Este marido era de la misma masa de aquel otro que cantaba:

mi mujer me han robado
tres días ha:
ya para bromas basta:
vuelvanmelá.

Al fin la cachaza tuvo su límite, y el marido hizo... una que fué sonada. ¿Perniquebró a su costilla? ¿Le rompió el bautismo a algún galán? ¡Quia! Razonando filosóficamente, pensó que era tontuna perderse un hombre por perrerías de una mala pécora; que de hembras está más poblado este pícaro mundo, y que como dijo no sé quién, las mujeres son como las ranas, que por una que zambulle salen cuatro a flor de agua.

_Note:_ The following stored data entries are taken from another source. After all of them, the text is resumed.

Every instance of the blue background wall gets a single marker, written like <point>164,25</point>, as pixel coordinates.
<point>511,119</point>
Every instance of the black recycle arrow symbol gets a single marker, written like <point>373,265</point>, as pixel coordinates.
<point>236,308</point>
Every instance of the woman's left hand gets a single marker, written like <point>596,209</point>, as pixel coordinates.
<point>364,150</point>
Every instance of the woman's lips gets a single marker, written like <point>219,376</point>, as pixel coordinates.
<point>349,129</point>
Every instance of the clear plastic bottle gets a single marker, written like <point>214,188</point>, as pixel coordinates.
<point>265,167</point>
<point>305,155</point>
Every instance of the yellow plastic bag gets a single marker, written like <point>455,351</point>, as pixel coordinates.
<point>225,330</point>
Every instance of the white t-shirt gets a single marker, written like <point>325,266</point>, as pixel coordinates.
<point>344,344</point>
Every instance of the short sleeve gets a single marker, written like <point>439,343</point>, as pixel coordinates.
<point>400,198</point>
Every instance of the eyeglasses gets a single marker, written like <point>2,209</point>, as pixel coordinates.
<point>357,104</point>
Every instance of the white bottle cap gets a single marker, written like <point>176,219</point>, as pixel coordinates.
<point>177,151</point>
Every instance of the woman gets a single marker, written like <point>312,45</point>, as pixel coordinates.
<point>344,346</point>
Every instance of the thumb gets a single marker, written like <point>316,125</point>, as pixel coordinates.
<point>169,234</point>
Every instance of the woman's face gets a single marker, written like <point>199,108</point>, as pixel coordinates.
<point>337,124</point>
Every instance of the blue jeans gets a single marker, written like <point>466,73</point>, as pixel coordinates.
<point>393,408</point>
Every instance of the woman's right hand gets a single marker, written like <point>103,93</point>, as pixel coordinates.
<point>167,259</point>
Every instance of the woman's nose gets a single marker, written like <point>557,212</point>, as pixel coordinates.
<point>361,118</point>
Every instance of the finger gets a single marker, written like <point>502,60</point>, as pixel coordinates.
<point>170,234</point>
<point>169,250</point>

De la noche a la mañana traspasó, pues, la pulpería, y con los reales que el negocio le produjo se trasladó a Chile, donde en Valdivia puso una cantina.

¡Qué fortuna la de las anchovetas! En vez de ir al puchero se las deja tranquilamente en el agua.

Esta metáfora traducida a buen romance quiere decir que Leonorcica, lejos de lloriquear y tirarse de las greñas, tocó generala, revistó a sus amigos de cuartel, y de entre ellos, sin más recancamusas, escogió para amante de relumbrón al alférez del regimiento de Córdoba don Juan Francisco Pulido, mocito que andaba siempre más emperejilado que rey de baraja fina.